The Joint Task force of the American College of Radiology and the Radiological Society of North America in collaboration with the American Association of Physicists in Medicine and the American Society of Radiologic Technologists have created the Image Wisely campaign and web site with the objective of lowering the amount of radiation used in medically necessary imaging studies and eliminating unnecessary procedures. See Image Wisely.

This chart compares the radiation from various sources in a way that allows you to develop an understanding of radiation magnitudes.

The World Health Organization (WHO) has recently classified cell phones as possibly carcinogenic to humans. (See [press release - pdf]. On this page you can enter your cell phone make, e.g.
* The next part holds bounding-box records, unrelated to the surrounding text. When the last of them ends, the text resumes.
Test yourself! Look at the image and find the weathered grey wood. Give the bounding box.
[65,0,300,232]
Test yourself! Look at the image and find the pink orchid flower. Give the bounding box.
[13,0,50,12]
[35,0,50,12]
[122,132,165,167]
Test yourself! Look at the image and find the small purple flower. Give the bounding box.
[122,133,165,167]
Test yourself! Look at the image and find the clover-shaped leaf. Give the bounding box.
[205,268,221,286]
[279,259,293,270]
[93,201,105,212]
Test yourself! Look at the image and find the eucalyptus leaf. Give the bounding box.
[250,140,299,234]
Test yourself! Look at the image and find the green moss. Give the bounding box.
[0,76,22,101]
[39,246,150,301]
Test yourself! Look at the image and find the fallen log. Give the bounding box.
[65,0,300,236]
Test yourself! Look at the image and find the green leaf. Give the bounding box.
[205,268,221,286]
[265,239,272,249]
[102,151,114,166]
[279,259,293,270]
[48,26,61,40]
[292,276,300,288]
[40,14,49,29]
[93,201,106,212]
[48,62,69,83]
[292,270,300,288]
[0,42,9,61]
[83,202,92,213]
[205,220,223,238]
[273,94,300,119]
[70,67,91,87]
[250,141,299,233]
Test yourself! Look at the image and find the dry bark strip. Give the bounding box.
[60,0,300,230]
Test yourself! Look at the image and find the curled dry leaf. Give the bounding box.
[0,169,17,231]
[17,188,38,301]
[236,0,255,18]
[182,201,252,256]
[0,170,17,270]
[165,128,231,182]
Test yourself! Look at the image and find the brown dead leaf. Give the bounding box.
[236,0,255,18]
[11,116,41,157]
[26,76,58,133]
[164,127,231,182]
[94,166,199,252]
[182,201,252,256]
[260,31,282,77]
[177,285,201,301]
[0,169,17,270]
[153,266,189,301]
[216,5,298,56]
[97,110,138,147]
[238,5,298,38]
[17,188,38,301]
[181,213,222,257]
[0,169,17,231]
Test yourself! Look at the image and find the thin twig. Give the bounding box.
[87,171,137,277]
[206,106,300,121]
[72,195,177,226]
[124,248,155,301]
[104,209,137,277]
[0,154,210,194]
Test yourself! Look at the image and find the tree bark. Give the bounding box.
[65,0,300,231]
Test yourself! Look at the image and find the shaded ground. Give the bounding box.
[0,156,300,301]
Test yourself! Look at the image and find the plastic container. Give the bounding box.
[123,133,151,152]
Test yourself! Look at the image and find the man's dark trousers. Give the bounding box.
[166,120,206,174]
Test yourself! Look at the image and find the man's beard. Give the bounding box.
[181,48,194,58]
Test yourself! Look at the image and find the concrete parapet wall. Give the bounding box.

Motorola, and find out how much energy it emits: . (Their assessment relates to brain cancer and not prostate cancer.)

1 comment: said...

Certainly interesting information that should be noted by patients and discussed with their radiological oncologist when radiation of any form is being proposed. Thanks for sharing and thanks for the time consuming work I know must go into maintaining your informative website.
Charles (Chuck) Maack
Prostate Cancer Advocate
Wichita, Kansas Chapter, Us TOO Intl., Inc.